In the issue #166, @tompollard states that "The waveform database for MIMIC-III has not yet been released, but we are working on it.", however, it seems to be available at /mimic3wdb.
Thanks! :)
Thanks for highlighting this @Dubrzr. Essentially @alistairewj created a header file to match previously released waveforms to the MIMIC-III clinical data, but no additional waveforms have been released yet. We'll update documentation etc to clarify this point.
Thanks for your answer and also for your work! :D
I am working on getting all the data in the .hea header files to put it in a database and I would like to know if it could be interesting to merge this work in this repository.
It works like this:
mimic3wdb/
s00020/
3544749_0001.hea
3544749_0002.hea
3544749_0003.hea
3544749_0004.hea
3544749_0005.hea
3544749_0006.hea
3544749_0007.hea
3544749_0008.hea
3544749_layout.hea
s00020-2183-04-28-17-47.hea
s00020-2183-04-28-17-47n.hea
s00033/
....
....
> wfr.csv: record_id, subject_id, starttime, endtime, starting_hadm, ending_hadm, starting_icustay, ending_icustay, hadmmatch, icumatch, rih, rii, hadm_overlap, icustay_overlap, comments
> wfe.csv: record_id, type, segment_index, start_datedatetime, end_datedatetime, nsamp, nsig, fs, fmt, sampsperframe, skew, byteoffset, gain, units, baseline, initvalue, signame, comments
My scripts are available here: https://github.com/Dubrzr/mimic3-scripts
If you are interested in the resulting files, ask me.
Hi,
While exploring the data gathered with my script, I found erroneous dates in header files.
Only headers of numerics (s*n.hea) have this problem, for example, in the following file https://physionet.org/physiobank/database/mimic3wdb/matched/s00052/s00052-2191-01-10-02-21n.hea, the date is 14/03/3036 while the filename indicates that the date is 10/01/2191.
There are 888 numerics headers with this problem.
For the files concerned, can I assume that the date in the filename is the correct one? It seems to be concordant with the admission table.
There are also header files that are totally wrong:
You can see all the files with those problems here: https://gist.github.com/Dubrzr/6a22ae48980a549cc5883f3750ec0578
The script that generated this output is here: https://github.com/Dubrzr/mimic3-scripts/blob/master/headers_checker.py
Thanks!
Thanks for the bug report. I will be fixing the data later today - it was a sloppy regex! The date in the filename is the correct one. I'll post again when the data is updated on PhysioNet.
Regarding the crazy years, there are four of them to my knowledge:
No idea why the years are ridiculous. Probably a bad setting on a monitor. I would just exclude them like you're doing.
The matched header files on PhysioNet should be updated. Specifically, you should only need to redownload the s#####*.hea files. Let me know if you succeed with your next iteration of the script!
Regarding your scripts, I do think they'd be of interest to the community, but we'd have to think about where best to put them. For now I would tag your repository with mimic-iii
and physionet
which should help some.
Just a quick update: we are pleased to say that a new batch of matched waveforms are being uploaded to PhysioNet right now (~10k patients in total).

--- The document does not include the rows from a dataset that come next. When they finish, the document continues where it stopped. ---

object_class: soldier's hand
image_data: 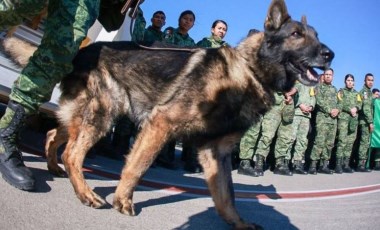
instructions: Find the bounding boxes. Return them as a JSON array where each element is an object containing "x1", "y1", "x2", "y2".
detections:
[
  {"x1": 369, "y1": 123, "x2": 374, "y2": 133},
  {"x1": 350, "y1": 107, "x2": 358, "y2": 117}
]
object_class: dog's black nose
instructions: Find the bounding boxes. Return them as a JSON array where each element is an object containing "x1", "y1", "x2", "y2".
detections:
[{"x1": 321, "y1": 44, "x2": 335, "y2": 63}]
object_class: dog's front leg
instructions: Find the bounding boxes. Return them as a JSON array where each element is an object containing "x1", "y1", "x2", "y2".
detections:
[
  {"x1": 113, "y1": 113, "x2": 171, "y2": 215},
  {"x1": 199, "y1": 136, "x2": 262, "y2": 230}
]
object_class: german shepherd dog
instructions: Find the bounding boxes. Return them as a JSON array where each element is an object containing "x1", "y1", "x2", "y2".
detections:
[{"x1": 3, "y1": 0, "x2": 333, "y2": 228}]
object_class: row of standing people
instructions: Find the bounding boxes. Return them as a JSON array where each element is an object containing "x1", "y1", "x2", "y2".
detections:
[{"x1": 238, "y1": 68, "x2": 379, "y2": 177}]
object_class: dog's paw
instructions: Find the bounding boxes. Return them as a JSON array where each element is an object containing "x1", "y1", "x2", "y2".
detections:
[
  {"x1": 113, "y1": 197, "x2": 135, "y2": 216},
  {"x1": 78, "y1": 191, "x2": 106, "y2": 209}
]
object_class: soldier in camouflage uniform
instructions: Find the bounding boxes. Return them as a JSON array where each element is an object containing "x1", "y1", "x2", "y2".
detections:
[
  {"x1": 132, "y1": 9, "x2": 166, "y2": 44},
  {"x1": 357, "y1": 73, "x2": 375, "y2": 172},
  {"x1": 237, "y1": 116, "x2": 262, "y2": 177},
  {"x1": 196, "y1": 19, "x2": 229, "y2": 48},
  {"x1": 335, "y1": 74, "x2": 362, "y2": 173},
  {"x1": 309, "y1": 68, "x2": 340, "y2": 175},
  {"x1": 288, "y1": 81, "x2": 316, "y2": 175},
  {"x1": 0, "y1": 0, "x2": 138, "y2": 191},
  {"x1": 252, "y1": 89, "x2": 296, "y2": 177},
  {"x1": 163, "y1": 10, "x2": 196, "y2": 47}
]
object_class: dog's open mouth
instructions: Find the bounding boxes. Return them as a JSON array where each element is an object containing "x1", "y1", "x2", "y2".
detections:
[{"x1": 289, "y1": 61, "x2": 323, "y2": 86}]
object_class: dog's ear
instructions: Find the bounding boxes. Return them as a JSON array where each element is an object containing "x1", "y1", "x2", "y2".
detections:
[
  {"x1": 301, "y1": 15, "x2": 307, "y2": 26},
  {"x1": 264, "y1": 0, "x2": 291, "y2": 31}
]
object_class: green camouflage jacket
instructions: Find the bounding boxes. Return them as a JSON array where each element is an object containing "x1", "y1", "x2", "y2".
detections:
[
  {"x1": 337, "y1": 87, "x2": 362, "y2": 121},
  {"x1": 143, "y1": 26, "x2": 164, "y2": 43},
  {"x1": 315, "y1": 83, "x2": 340, "y2": 122},
  {"x1": 294, "y1": 81, "x2": 316, "y2": 118},
  {"x1": 196, "y1": 36, "x2": 229, "y2": 48},
  {"x1": 163, "y1": 27, "x2": 195, "y2": 47}
]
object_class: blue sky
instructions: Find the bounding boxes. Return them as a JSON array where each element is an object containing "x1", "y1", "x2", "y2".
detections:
[{"x1": 141, "y1": 0, "x2": 379, "y2": 90}]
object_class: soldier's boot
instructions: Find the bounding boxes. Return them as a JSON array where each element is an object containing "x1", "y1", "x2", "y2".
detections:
[
  {"x1": 342, "y1": 157, "x2": 354, "y2": 173},
  {"x1": 253, "y1": 155, "x2": 265, "y2": 176},
  {"x1": 273, "y1": 157, "x2": 293, "y2": 176},
  {"x1": 334, "y1": 158, "x2": 343, "y2": 174},
  {"x1": 356, "y1": 160, "x2": 371, "y2": 172},
  {"x1": 293, "y1": 160, "x2": 308, "y2": 175},
  {"x1": 373, "y1": 161, "x2": 380, "y2": 171},
  {"x1": 0, "y1": 101, "x2": 35, "y2": 191},
  {"x1": 318, "y1": 160, "x2": 333, "y2": 174},
  {"x1": 308, "y1": 160, "x2": 318, "y2": 175},
  {"x1": 237, "y1": 160, "x2": 259, "y2": 177}
]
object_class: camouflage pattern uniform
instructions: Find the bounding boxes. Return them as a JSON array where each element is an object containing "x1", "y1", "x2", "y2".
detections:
[
  {"x1": 253, "y1": 92, "x2": 295, "y2": 176},
  {"x1": 0, "y1": 0, "x2": 103, "y2": 190},
  {"x1": 196, "y1": 36, "x2": 229, "y2": 48},
  {"x1": 143, "y1": 25, "x2": 164, "y2": 43},
  {"x1": 163, "y1": 27, "x2": 195, "y2": 47},
  {"x1": 0, "y1": 0, "x2": 100, "y2": 113},
  {"x1": 335, "y1": 87, "x2": 362, "y2": 173},
  {"x1": 309, "y1": 82, "x2": 340, "y2": 171},
  {"x1": 239, "y1": 117, "x2": 262, "y2": 160},
  {"x1": 357, "y1": 85, "x2": 374, "y2": 168},
  {"x1": 289, "y1": 82, "x2": 316, "y2": 170}
]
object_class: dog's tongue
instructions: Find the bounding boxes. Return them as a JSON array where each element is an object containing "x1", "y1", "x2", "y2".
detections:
[{"x1": 306, "y1": 67, "x2": 319, "y2": 82}]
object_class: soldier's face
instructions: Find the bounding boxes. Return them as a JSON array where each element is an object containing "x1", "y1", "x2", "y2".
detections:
[
  {"x1": 211, "y1": 22, "x2": 227, "y2": 39},
  {"x1": 345, "y1": 77, "x2": 354, "y2": 89},
  {"x1": 365, "y1": 76, "x2": 374, "y2": 89},
  {"x1": 323, "y1": 70, "x2": 333, "y2": 84},
  {"x1": 151, "y1": 13, "x2": 166, "y2": 29}
]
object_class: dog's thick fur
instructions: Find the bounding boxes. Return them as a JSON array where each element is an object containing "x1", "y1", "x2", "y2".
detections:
[{"x1": 4, "y1": 0, "x2": 333, "y2": 228}]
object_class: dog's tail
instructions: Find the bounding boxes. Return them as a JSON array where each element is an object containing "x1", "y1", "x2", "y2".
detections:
[{"x1": 2, "y1": 37, "x2": 37, "y2": 68}]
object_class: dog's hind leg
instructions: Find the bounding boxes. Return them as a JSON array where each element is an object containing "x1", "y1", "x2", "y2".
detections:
[
  {"x1": 45, "y1": 126, "x2": 68, "y2": 177},
  {"x1": 113, "y1": 112, "x2": 170, "y2": 216},
  {"x1": 198, "y1": 134, "x2": 261, "y2": 229},
  {"x1": 62, "y1": 123, "x2": 107, "y2": 208}
]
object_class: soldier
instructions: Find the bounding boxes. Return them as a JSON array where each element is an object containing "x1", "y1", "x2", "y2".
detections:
[
  {"x1": 357, "y1": 73, "x2": 375, "y2": 172},
  {"x1": 163, "y1": 10, "x2": 196, "y2": 47},
  {"x1": 335, "y1": 74, "x2": 362, "y2": 173},
  {"x1": 0, "y1": 0, "x2": 140, "y2": 191},
  {"x1": 288, "y1": 81, "x2": 316, "y2": 174},
  {"x1": 196, "y1": 19, "x2": 229, "y2": 48},
  {"x1": 237, "y1": 117, "x2": 262, "y2": 177},
  {"x1": 253, "y1": 89, "x2": 296, "y2": 177},
  {"x1": 132, "y1": 10, "x2": 166, "y2": 44},
  {"x1": 309, "y1": 68, "x2": 340, "y2": 175}
]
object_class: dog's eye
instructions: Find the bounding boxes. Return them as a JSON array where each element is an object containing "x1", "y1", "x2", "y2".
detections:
[{"x1": 291, "y1": 31, "x2": 301, "y2": 38}]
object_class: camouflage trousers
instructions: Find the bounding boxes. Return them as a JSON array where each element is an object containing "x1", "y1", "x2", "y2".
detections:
[
  {"x1": 335, "y1": 118, "x2": 357, "y2": 159},
  {"x1": 239, "y1": 117, "x2": 262, "y2": 160},
  {"x1": 358, "y1": 123, "x2": 371, "y2": 160},
  {"x1": 289, "y1": 115, "x2": 310, "y2": 162},
  {"x1": 310, "y1": 113, "x2": 337, "y2": 161},
  {"x1": 255, "y1": 104, "x2": 293, "y2": 160},
  {"x1": 0, "y1": 0, "x2": 100, "y2": 113}
]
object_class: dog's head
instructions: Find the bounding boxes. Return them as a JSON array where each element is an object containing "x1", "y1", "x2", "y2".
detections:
[{"x1": 258, "y1": 0, "x2": 334, "y2": 91}]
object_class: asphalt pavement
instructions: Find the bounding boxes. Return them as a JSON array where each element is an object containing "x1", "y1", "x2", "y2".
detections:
[{"x1": 0, "y1": 125, "x2": 380, "y2": 230}]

Once the waveforms are uploaded and checked, they will be made available for analysis.
This is a super-exciting announcement! Thanks a lot for both of your work!
@bemoody and @cx1111 are the guys to thank for this - we'll pass on your praise!
Most helpful comment
Just a quick update: we are pleased to say that a new batch of matched waveforms are being uploaded to PhysioNet right now (~10k patients in total). Once the waveforms are uploaded and checked, they will be made available for analysis.